Tuesday, December 26, 2023

The Hidden Veblen

When we formed the Friends of Herrontown Woods in 2013, the nature preserve the Veblen's had donated 56 years prior for public use had become overgrown, their house and cottage boarded up. The same could be said for Oswald's legacy, which was nowhere to be found in the halls of Fuld Hall at the Institute for Advanced Study. There are many examples of Oswald Veblen--his influence and sometimes his very existence--going unmentioned. Here, from the annals of conspicuous omissions, are a couple examples, found recently while researching how Einstein ended up living in Princeton for the last two decades of his life. 

The wikipedia page for the Institute for Advanced Study makes clear Veblen's profound influence:

The eminent topologist Oswald Veblen at Princeton University, who had long been trying to found a high-level research institute in mathematics, urged Flexner to locate the new institute near Princeton where it would be close to an existing center of learning and a world-class library. In 1932 Veblen resigned from Princeton and became the first professor in the new Institute for Advanced Study.
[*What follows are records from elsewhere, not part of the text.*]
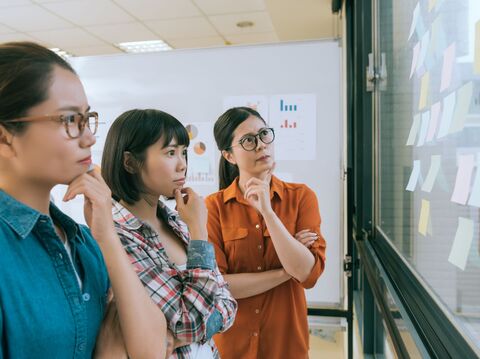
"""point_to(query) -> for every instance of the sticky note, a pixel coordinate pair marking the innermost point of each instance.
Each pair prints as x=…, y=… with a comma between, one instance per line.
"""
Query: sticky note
x=474, y=199
x=447, y=68
x=423, y=128
x=447, y=113
x=415, y=17
x=424, y=91
x=416, y=53
x=462, y=243
x=464, y=97
x=477, y=48
x=435, y=163
x=434, y=115
x=412, y=182
x=461, y=190
x=423, y=51
x=412, y=136
x=424, y=216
He selected most of the original faculty and also helped the institute acquire land in Princeton for both the original facility and future expansion.

But as of this writing, in December, 2023, no mention of Veblen can be found in Einstein's wikipedia entry, an omission that becomes all the more conspicuous when he is excluded from the list of initial faculty members:

Another example of the "hidden Veblens" is the wikipedia page for Owen Willans Richardson, the Nobel Prize-winning brother-in-law of Oswald. The entry mentions one of Owen's sisters, but not Elizabeth and Oswald.

This entry I was able to fix. Einstein's wikipedia page has some protections that may make it harder to edit.